Add data seeding for VR
Problem to solve
In order to evaluate VR quality before deployment, we need to be able to run VR eval in a MR or against a local branch. The Evaluation Runner provides functionality to do that but we need to seed the GDK with the required vulnerability data.
However the VR data is quite large and the seeding process may take a few hours. We cannot afford to spin up a fresh GDK and seed data for every evaluation pipeline invocation.
Proposal
Approach 1
https://gitlab.com/gitlab-org/modelops/ai-model-validation-and-research/ai-evaluation/evaluation-runner/-/merge_requests/138 and https://gitlab.com/gitlab-org/modelops/ai-model-validation-and-research/ai-evaluation/evaluation-runner/-/merge_requests/140
We need to build a pre-seeded remote GDK for provide a prebuilt docker with GDK seeded. Then for every commit we want to evaluate, just update the GDK without touching the seeded data.

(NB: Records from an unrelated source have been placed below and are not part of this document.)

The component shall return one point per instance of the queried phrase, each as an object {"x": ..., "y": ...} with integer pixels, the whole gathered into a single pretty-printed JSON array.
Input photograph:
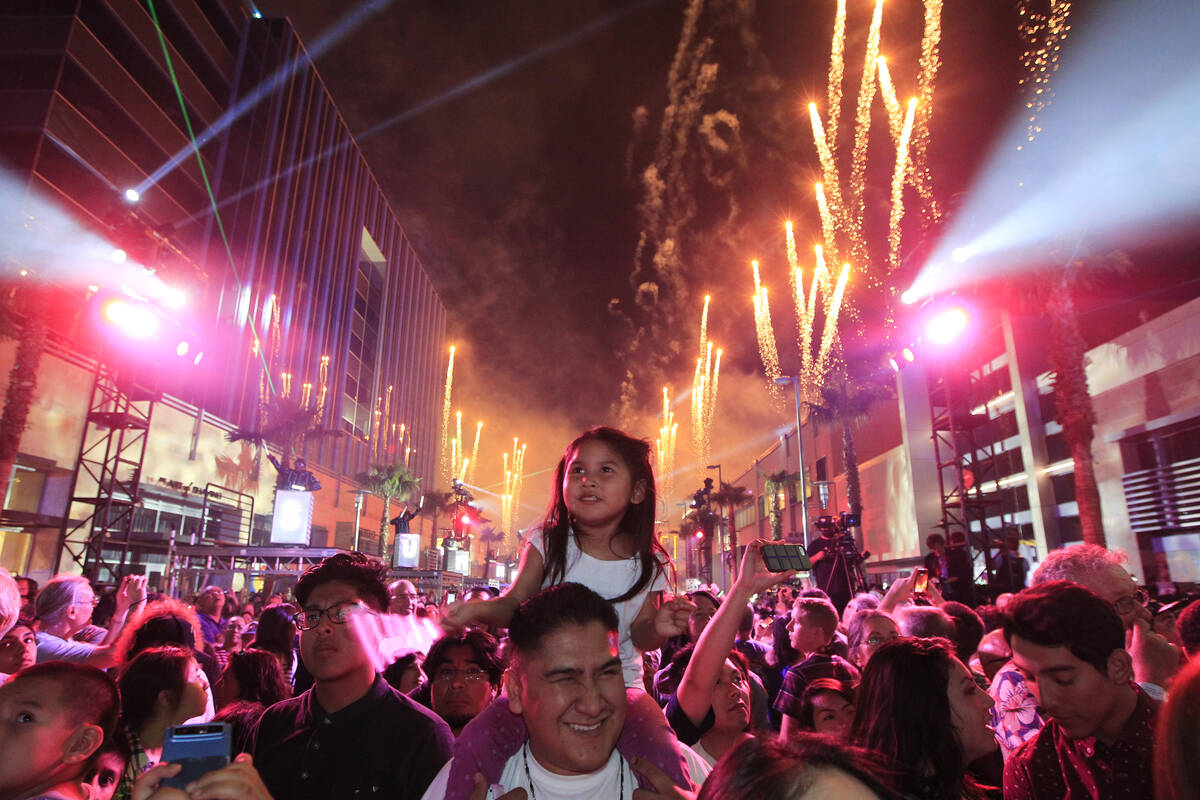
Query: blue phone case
[{"x": 201, "y": 749}]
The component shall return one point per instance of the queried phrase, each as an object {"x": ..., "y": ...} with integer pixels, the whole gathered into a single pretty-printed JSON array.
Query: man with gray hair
[
  {"x": 64, "y": 608},
  {"x": 10, "y": 602},
  {"x": 1015, "y": 715}
]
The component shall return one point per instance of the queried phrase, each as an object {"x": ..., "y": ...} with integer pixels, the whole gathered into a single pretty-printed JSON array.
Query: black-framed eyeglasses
[
  {"x": 1131, "y": 602},
  {"x": 449, "y": 674},
  {"x": 337, "y": 614}
]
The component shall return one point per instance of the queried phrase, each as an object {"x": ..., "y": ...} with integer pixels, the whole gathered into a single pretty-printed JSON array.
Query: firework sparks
[
  {"x": 665, "y": 447},
  {"x": 918, "y": 168},
  {"x": 1044, "y": 35},
  {"x": 703, "y": 391},
  {"x": 387, "y": 415},
  {"x": 837, "y": 68},
  {"x": 898, "y": 191},
  {"x": 514, "y": 480},
  {"x": 862, "y": 130},
  {"x": 474, "y": 450},
  {"x": 766, "y": 334},
  {"x": 457, "y": 451},
  {"x": 323, "y": 374},
  {"x": 891, "y": 102},
  {"x": 829, "y": 334},
  {"x": 447, "y": 467},
  {"x": 833, "y": 211}
]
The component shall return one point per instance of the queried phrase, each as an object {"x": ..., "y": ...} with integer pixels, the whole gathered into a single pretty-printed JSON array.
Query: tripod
[{"x": 850, "y": 570}]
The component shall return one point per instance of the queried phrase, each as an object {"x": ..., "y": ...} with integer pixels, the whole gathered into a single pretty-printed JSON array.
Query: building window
[
  {"x": 361, "y": 361},
  {"x": 24, "y": 489},
  {"x": 1162, "y": 477}
]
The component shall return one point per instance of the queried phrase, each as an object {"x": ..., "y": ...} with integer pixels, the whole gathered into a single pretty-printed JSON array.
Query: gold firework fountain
[
  {"x": 840, "y": 198},
  {"x": 703, "y": 390},
  {"x": 469, "y": 471},
  {"x": 664, "y": 449},
  {"x": 447, "y": 456},
  {"x": 510, "y": 499}
]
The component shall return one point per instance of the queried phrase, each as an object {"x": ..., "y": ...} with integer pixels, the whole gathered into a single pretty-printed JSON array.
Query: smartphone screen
[
  {"x": 201, "y": 749},
  {"x": 922, "y": 581},
  {"x": 780, "y": 557}
]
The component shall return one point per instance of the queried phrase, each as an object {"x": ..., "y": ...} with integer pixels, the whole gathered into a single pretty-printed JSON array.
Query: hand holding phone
[
  {"x": 783, "y": 557},
  {"x": 922, "y": 581},
  {"x": 198, "y": 749}
]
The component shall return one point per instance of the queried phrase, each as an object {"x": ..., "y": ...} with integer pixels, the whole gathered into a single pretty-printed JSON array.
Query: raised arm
[
  {"x": 498, "y": 612},
  {"x": 695, "y": 692}
]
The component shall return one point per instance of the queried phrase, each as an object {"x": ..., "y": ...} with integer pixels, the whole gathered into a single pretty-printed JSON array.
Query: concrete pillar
[
  {"x": 917, "y": 427},
  {"x": 1031, "y": 433}
]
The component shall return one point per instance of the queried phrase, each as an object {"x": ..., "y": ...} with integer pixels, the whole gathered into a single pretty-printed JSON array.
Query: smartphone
[
  {"x": 922, "y": 583},
  {"x": 781, "y": 557},
  {"x": 201, "y": 749}
]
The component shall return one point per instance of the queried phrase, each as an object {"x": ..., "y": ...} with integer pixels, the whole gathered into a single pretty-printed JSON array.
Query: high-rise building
[{"x": 259, "y": 239}]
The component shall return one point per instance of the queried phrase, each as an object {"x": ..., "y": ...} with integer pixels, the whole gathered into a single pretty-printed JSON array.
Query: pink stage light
[
  {"x": 133, "y": 319},
  {"x": 947, "y": 325}
]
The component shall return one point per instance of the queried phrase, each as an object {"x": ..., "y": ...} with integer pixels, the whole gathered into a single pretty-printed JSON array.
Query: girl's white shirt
[{"x": 610, "y": 579}]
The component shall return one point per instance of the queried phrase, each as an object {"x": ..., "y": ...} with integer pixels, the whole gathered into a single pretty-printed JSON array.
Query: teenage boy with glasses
[{"x": 351, "y": 735}]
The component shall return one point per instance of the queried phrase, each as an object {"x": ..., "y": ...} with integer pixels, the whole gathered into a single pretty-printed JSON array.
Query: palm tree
[
  {"x": 730, "y": 498},
  {"x": 389, "y": 482},
  {"x": 437, "y": 503},
  {"x": 285, "y": 423},
  {"x": 773, "y": 483},
  {"x": 847, "y": 401},
  {"x": 23, "y": 317},
  {"x": 1054, "y": 295}
]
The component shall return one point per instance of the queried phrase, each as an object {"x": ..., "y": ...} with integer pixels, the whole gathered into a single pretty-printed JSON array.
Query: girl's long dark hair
[
  {"x": 637, "y": 522},
  {"x": 153, "y": 671},
  {"x": 904, "y": 714}
]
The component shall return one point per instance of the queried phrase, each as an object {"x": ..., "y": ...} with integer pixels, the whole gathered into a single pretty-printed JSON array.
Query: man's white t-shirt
[
  {"x": 611, "y": 579},
  {"x": 54, "y": 648},
  {"x": 604, "y": 785}
]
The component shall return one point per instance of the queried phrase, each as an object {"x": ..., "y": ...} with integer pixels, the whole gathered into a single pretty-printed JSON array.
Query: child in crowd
[
  {"x": 811, "y": 627},
  {"x": 18, "y": 648},
  {"x": 53, "y": 719},
  {"x": 599, "y": 533}
]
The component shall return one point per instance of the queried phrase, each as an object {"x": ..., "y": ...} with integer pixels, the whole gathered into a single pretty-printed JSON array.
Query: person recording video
[{"x": 828, "y": 570}]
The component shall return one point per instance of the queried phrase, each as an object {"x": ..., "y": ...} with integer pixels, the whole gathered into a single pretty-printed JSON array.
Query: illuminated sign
[
  {"x": 293, "y": 517},
  {"x": 408, "y": 549}
]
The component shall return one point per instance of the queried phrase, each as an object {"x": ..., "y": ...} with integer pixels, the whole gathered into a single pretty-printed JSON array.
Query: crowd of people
[{"x": 592, "y": 677}]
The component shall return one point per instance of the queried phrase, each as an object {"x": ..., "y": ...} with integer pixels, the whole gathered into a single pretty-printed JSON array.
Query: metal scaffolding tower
[
  {"x": 106, "y": 477},
  {"x": 967, "y": 468}
]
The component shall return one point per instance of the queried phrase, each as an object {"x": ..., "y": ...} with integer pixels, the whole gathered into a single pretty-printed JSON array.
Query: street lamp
[
  {"x": 720, "y": 528},
  {"x": 799, "y": 451},
  {"x": 359, "y": 497}
]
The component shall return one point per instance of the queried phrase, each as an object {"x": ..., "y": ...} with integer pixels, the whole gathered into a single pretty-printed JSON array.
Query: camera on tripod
[{"x": 839, "y": 528}]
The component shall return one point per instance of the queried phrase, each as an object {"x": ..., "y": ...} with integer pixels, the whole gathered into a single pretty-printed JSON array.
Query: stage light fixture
[
  {"x": 947, "y": 325},
  {"x": 135, "y": 320}
]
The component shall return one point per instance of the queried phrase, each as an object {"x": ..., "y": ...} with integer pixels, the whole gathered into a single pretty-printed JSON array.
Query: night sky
[{"x": 522, "y": 194}]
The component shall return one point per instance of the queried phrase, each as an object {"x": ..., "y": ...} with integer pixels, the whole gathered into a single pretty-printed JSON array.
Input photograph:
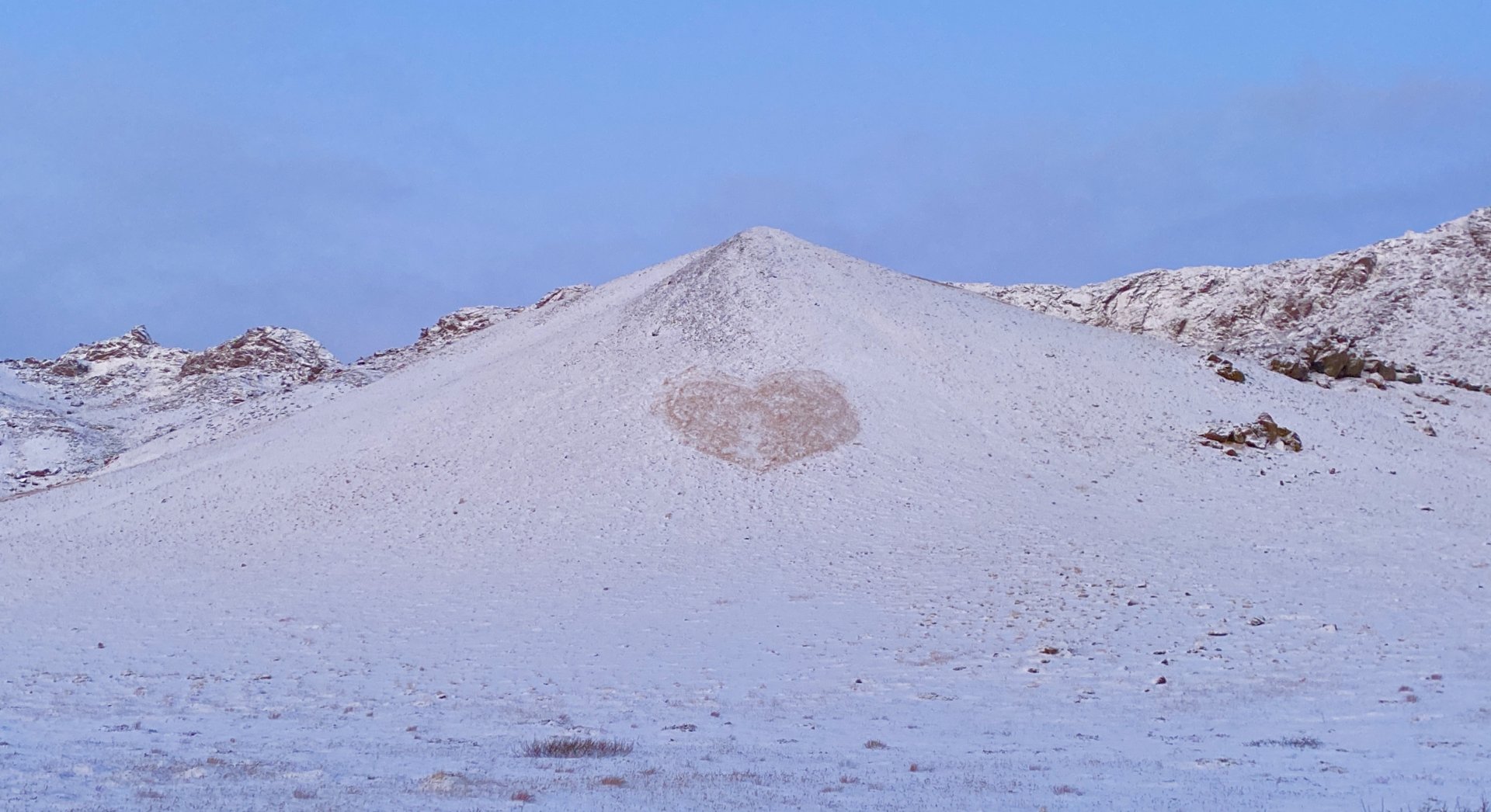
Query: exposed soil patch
[{"x": 784, "y": 418}]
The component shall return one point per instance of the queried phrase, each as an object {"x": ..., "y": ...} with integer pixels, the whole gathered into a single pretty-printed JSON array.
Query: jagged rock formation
[
  {"x": 461, "y": 324},
  {"x": 1420, "y": 300},
  {"x": 66, "y": 418},
  {"x": 72, "y": 415},
  {"x": 1260, "y": 434}
]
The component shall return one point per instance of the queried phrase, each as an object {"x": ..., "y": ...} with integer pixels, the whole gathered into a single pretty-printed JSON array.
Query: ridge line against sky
[{"x": 355, "y": 170}]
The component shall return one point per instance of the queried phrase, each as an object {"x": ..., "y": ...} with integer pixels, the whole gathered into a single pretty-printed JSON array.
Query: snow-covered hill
[
  {"x": 1418, "y": 300},
  {"x": 791, "y": 529}
]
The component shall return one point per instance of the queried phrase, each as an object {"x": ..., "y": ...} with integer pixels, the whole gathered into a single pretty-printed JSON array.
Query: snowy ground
[{"x": 379, "y": 601}]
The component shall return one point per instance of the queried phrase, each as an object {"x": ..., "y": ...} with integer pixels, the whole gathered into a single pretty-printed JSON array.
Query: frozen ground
[{"x": 377, "y": 601}]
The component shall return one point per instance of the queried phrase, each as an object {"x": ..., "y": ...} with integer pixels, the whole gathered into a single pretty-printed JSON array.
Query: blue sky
[{"x": 358, "y": 168}]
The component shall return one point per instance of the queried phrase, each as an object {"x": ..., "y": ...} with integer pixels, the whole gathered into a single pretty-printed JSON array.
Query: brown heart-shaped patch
[{"x": 784, "y": 418}]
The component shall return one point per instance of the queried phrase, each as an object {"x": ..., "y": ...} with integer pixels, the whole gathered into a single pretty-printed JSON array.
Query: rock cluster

- Create a persistent volume in GCE, and attach it to the VM instance running GDK.
- Use Direct Transfer API for group migration. The data will be persisted on the persistent volume we attached
- Termination of the GDK VM instance will not touch the volume
Approach 2
@tle_gitlab suggested to use DB snapshot. The key advantage of using a DB snapshot over persistent volume is that it won't accumulate states.
- Create a seeded DB snapshots (using the schema version name).
- Create a new job which can be run periodically.
- Seed the VR data using Bulk Imports API (GL prod -> Test GDK).
- Create a new DB snapshot.
- The eval job can build a new Docker container with the DB snapshots (need to verify how long the restore take).
Approach 3
After some testing, the postgres DB dump won't work and we need a full gitlab backup dump.